Nidhi Manhas, Tanvi Kohli, Sulekha Manhas, Sanjana Khullar, Mrinal Kalhuria

ABSTRACT

Background: The present study was conducted for evaluating finite elemental stress analysis (FEA) of Monoblocks in root canals. Materials & methods: Forty maxillary incisor FEA models representing different monoblocks using several materials were created as follows: (a) primary monoblock with Mineral Trioxide Aggregate; (b) secondary monoblock with sealer (MetaSEAL) and Resilon; (c) tertiary monoblock with EndoREZ; and (d) primary monoblock with polyethylene fibre post-core (Ribbond). AAt a 135° angle to the tooth's long axis, a 300 N force was applied from the crown's palatal surface.
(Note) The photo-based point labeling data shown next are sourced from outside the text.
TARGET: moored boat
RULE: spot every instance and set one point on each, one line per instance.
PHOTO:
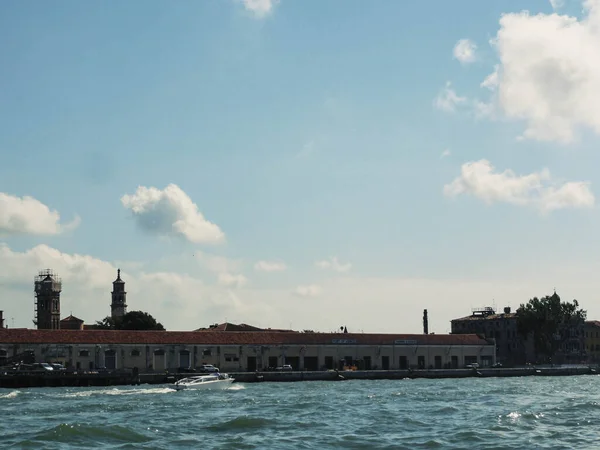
(210, 381)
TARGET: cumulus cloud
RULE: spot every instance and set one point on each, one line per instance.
(464, 51)
(333, 264)
(479, 179)
(177, 300)
(309, 290)
(171, 212)
(260, 8)
(447, 100)
(229, 279)
(270, 266)
(26, 215)
(549, 73)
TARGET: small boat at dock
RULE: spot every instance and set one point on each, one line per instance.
(210, 381)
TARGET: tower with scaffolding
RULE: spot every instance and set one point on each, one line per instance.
(47, 300)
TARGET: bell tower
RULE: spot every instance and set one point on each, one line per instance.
(47, 300)
(118, 307)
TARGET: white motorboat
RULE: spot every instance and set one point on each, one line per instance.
(210, 381)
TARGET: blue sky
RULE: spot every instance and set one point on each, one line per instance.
(304, 131)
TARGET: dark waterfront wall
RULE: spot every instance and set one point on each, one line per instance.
(128, 378)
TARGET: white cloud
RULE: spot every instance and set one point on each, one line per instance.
(184, 302)
(228, 279)
(260, 8)
(26, 215)
(177, 300)
(536, 189)
(171, 212)
(333, 264)
(310, 290)
(549, 72)
(464, 51)
(448, 100)
(216, 263)
(270, 266)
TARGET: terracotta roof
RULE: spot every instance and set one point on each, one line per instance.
(490, 317)
(27, 336)
(72, 318)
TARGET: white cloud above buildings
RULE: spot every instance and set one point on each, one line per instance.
(171, 212)
(308, 290)
(547, 75)
(270, 266)
(260, 8)
(537, 189)
(27, 215)
(448, 100)
(333, 264)
(465, 51)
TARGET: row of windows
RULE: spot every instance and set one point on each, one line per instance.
(84, 353)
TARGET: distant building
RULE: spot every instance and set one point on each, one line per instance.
(118, 306)
(71, 323)
(592, 340)
(247, 351)
(511, 348)
(47, 300)
(226, 326)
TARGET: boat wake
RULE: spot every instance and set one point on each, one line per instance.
(115, 391)
(12, 394)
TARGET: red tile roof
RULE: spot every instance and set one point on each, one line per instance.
(27, 336)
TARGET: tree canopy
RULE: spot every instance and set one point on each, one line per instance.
(133, 320)
(550, 322)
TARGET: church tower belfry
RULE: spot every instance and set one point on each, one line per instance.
(118, 307)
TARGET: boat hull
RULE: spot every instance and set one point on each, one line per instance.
(206, 385)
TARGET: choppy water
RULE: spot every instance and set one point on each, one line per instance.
(532, 412)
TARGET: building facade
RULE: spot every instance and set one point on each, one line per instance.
(510, 347)
(247, 351)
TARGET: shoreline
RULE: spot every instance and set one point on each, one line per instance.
(126, 378)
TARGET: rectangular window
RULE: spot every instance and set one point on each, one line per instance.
(329, 362)
(403, 363)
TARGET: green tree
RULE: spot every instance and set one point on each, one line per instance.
(550, 322)
(133, 320)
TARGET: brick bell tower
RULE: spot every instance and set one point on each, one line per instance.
(47, 300)
(118, 307)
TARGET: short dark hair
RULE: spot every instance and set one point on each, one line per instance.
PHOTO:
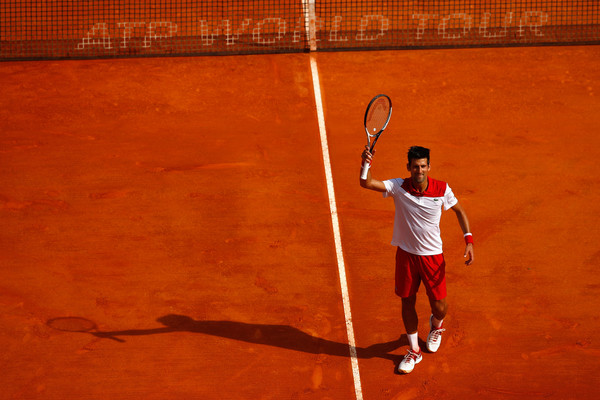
(418, 152)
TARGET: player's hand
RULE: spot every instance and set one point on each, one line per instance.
(367, 155)
(469, 254)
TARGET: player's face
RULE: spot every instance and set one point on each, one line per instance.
(419, 168)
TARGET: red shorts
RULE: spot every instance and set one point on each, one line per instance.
(412, 269)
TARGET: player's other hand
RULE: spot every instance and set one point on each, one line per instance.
(469, 254)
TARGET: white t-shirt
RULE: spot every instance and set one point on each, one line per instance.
(417, 219)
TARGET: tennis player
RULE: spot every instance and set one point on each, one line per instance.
(419, 200)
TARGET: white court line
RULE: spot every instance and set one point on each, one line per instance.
(336, 228)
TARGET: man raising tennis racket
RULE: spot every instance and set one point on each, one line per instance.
(419, 200)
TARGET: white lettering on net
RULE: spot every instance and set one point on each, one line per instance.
(208, 38)
(384, 24)
(128, 30)
(152, 35)
(335, 29)
(526, 20)
(300, 30)
(483, 28)
(90, 37)
(281, 29)
(468, 22)
(423, 18)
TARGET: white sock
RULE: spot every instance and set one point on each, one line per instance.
(413, 341)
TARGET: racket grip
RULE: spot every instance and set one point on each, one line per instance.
(365, 170)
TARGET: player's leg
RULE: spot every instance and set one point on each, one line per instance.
(411, 322)
(434, 279)
(407, 285)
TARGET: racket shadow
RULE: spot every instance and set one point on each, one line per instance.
(282, 336)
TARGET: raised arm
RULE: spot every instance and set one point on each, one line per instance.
(463, 221)
(370, 183)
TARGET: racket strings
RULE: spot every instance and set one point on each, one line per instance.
(378, 116)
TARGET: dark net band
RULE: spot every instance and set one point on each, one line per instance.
(51, 29)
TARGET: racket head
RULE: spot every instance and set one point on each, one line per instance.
(378, 114)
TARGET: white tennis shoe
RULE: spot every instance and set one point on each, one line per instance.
(411, 359)
(434, 339)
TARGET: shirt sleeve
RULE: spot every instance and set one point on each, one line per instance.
(390, 186)
(449, 199)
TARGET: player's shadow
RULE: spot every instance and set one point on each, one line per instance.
(283, 336)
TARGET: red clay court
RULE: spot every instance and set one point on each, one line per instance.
(167, 230)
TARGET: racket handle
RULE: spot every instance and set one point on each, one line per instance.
(365, 170)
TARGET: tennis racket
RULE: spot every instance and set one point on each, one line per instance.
(377, 117)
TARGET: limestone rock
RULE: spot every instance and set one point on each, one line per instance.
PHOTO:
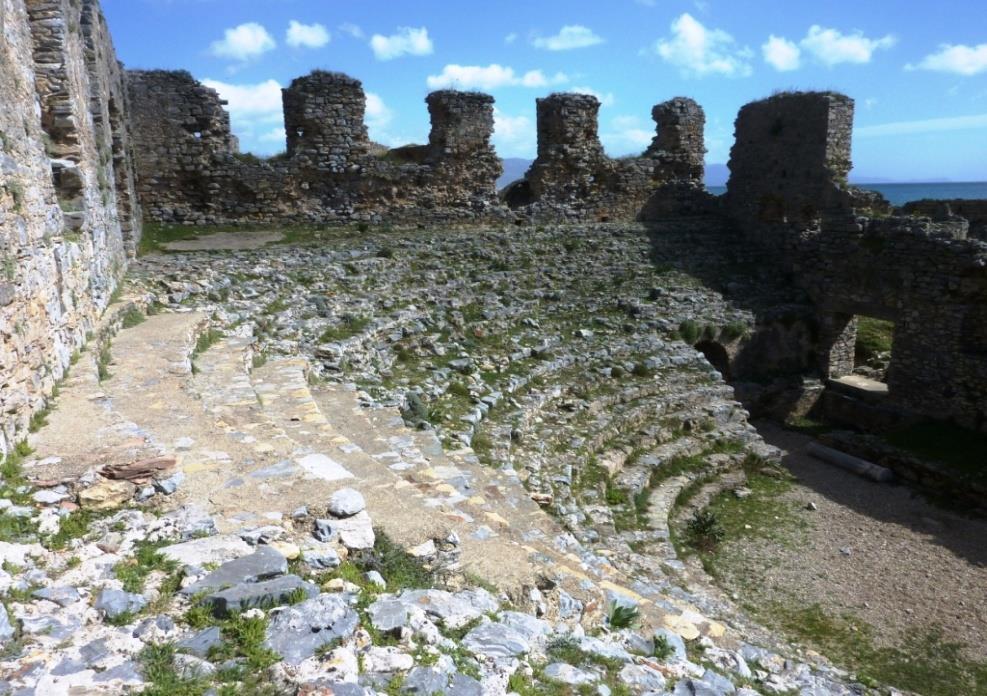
(296, 632)
(346, 502)
(106, 494)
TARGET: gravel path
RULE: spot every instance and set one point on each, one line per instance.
(876, 551)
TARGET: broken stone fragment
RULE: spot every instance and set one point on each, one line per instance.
(258, 594)
(142, 470)
(296, 632)
(62, 596)
(114, 603)
(198, 644)
(106, 494)
(346, 502)
(262, 564)
(198, 552)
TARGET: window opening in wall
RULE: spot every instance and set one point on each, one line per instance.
(717, 356)
(872, 351)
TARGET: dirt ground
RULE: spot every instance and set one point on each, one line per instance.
(875, 551)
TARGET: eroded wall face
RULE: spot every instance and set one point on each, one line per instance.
(790, 161)
(64, 234)
(788, 192)
(573, 178)
(190, 172)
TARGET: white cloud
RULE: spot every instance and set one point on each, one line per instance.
(957, 59)
(831, 47)
(605, 99)
(378, 115)
(307, 35)
(781, 54)
(249, 100)
(514, 136)
(275, 135)
(407, 41)
(351, 29)
(256, 116)
(490, 77)
(569, 37)
(243, 42)
(626, 135)
(932, 125)
(699, 51)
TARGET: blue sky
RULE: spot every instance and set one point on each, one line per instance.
(918, 70)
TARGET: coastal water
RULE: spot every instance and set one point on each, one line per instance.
(899, 194)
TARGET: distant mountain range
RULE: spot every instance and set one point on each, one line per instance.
(716, 175)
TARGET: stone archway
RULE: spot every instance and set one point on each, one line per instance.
(717, 356)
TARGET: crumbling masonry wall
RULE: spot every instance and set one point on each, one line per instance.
(190, 172)
(973, 211)
(69, 216)
(788, 192)
(573, 178)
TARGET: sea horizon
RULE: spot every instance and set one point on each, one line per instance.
(901, 193)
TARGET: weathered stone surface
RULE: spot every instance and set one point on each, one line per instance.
(6, 628)
(63, 596)
(496, 640)
(346, 502)
(198, 552)
(567, 674)
(114, 603)
(262, 564)
(296, 632)
(68, 208)
(258, 594)
(106, 494)
(199, 643)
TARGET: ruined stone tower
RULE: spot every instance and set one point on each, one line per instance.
(323, 118)
(678, 147)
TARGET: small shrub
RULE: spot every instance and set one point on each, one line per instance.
(103, 364)
(705, 531)
(400, 569)
(132, 317)
(689, 331)
(662, 649)
(733, 330)
(641, 370)
(623, 616)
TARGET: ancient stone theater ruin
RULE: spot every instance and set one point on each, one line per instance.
(351, 420)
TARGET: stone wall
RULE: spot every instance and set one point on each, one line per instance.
(573, 178)
(788, 192)
(331, 172)
(323, 119)
(973, 211)
(190, 171)
(68, 213)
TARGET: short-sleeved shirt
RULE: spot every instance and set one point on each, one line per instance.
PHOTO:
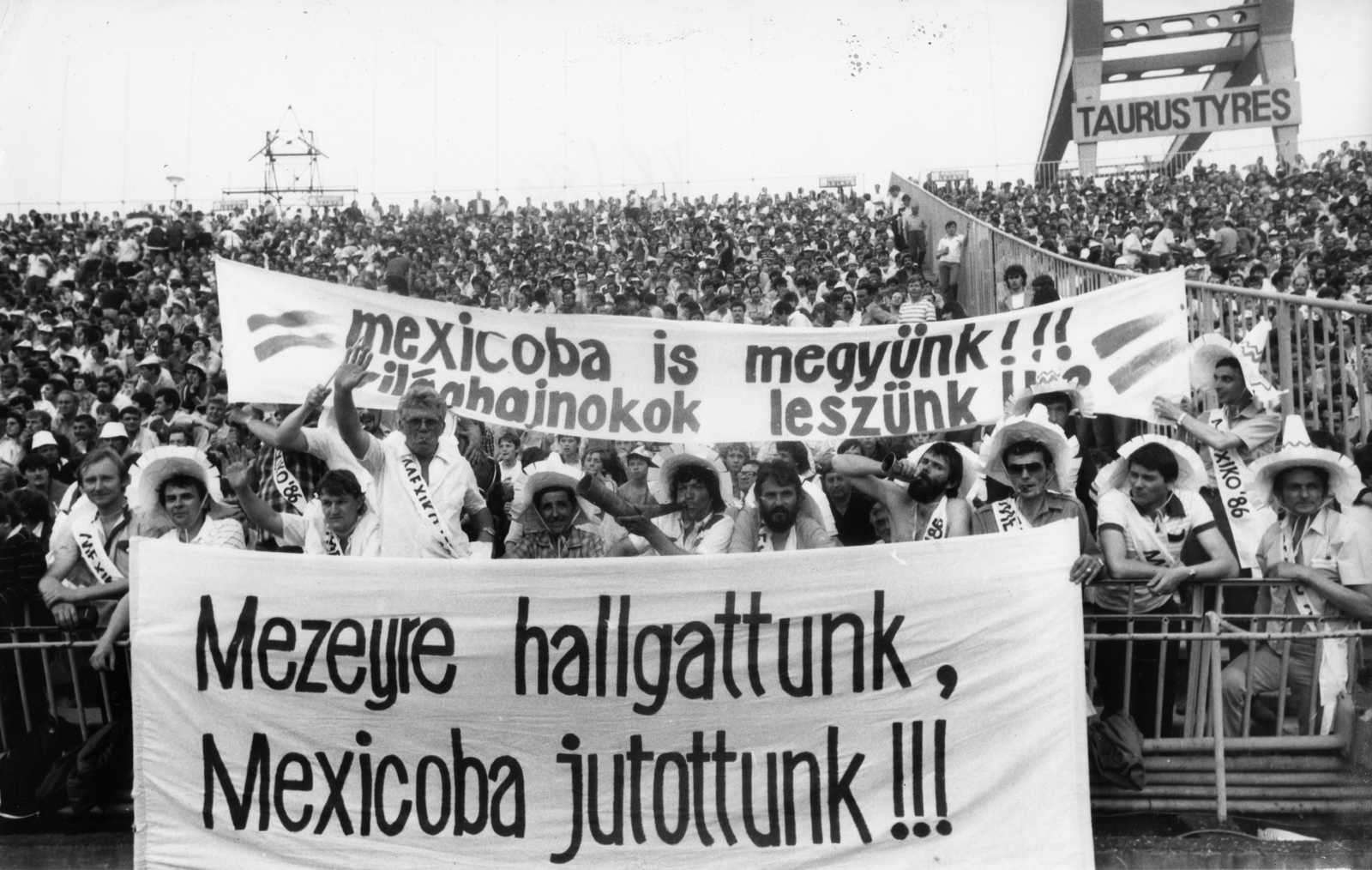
(405, 531)
(1183, 513)
(575, 544)
(1330, 535)
(1054, 508)
(710, 535)
(1257, 427)
(226, 533)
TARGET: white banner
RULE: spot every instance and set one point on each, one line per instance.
(876, 707)
(629, 378)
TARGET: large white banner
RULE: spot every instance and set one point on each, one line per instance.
(878, 707)
(635, 378)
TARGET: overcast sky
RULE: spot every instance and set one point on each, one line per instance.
(100, 100)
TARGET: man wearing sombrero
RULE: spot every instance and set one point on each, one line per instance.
(1316, 547)
(555, 522)
(932, 503)
(1237, 432)
(1029, 455)
(701, 526)
(1150, 508)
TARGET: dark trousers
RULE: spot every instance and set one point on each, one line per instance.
(1147, 657)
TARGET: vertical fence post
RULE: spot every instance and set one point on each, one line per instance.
(1221, 801)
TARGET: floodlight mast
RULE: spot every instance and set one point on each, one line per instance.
(299, 157)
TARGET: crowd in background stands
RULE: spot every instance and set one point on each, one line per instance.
(117, 426)
(1300, 228)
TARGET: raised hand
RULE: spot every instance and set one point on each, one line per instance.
(353, 372)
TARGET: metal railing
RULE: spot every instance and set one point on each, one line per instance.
(1294, 769)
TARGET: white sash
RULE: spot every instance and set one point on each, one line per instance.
(1008, 515)
(1246, 519)
(937, 526)
(1150, 547)
(418, 492)
(286, 483)
(1334, 652)
(89, 537)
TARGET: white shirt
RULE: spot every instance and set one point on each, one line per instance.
(308, 531)
(405, 531)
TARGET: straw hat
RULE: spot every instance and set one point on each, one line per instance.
(1033, 426)
(1297, 451)
(674, 456)
(155, 465)
(971, 465)
(1212, 347)
(1191, 474)
(1051, 382)
(544, 475)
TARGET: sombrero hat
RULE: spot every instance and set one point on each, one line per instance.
(542, 475)
(1191, 474)
(971, 465)
(1033, 426)
(1297, 451)
(1051, 382)
(1209, 349)
(672, 457)
(154, 467)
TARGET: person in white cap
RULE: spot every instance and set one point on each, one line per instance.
(701, 526)
(91, 552)
(1315, 545)
(932, 504)
(180, 486)
(153, 377)
(420, 479)
(1150, 508)
(1237, 432)
(635, 490)
(555, 522)
(1031, 455)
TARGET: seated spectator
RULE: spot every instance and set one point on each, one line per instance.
(1316, 547)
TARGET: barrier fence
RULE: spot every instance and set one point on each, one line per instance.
(1290, 767)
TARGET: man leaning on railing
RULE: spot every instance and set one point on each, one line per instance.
(1326, 553)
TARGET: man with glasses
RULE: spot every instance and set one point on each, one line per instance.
(422, 485)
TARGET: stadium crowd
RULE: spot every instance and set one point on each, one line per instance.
(117, 426)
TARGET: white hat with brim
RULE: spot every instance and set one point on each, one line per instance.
(544, 475)
(1036, 427)
(1051, 382)
(672, 457)
(971, 465)
(153, 469)
(1212, 347)
(1191, 474)
(1297, 451)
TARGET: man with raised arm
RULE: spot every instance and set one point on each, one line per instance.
(933, 504)
(422, 482)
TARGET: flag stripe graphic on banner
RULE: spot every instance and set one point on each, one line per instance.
(629, 378)
(884, 707)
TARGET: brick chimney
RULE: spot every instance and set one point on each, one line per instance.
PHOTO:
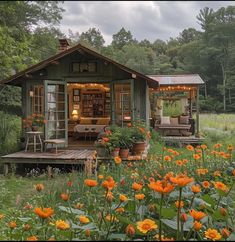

Except for the glass-fibre post, the study's materials were presumed to be homogeneous and isotropic; the von Mises criteria was employed to express the findings. A statistical analysis was performed after recording all the results in a Microsoft Excel document. Results: Max von Mises stress values among specimens of Primary monoblock with Mineral Trioxide Aggregate group, Secondary monoblock with sealer (MetaSEAL) and Resilon group, Tertiary monoblock with EndoREZ group and Primary monoblock with polyethylene fibre post-core (Ribbond) group was 7.2º, 7.9º, 7.8º and 20.7º respectively. The places where force was applied had the highest strains. With more interfaces, both for the post-core systems and the sealers' monoblocks, the strains within the models grew. Conclusion: As the number of adhesive contacts increased, so did the stresses within the roots. Stresses inside the tooth structure can be decreased by forming a main monoblock within the root canal using either an endodontic sealer or an adhesive post-core device.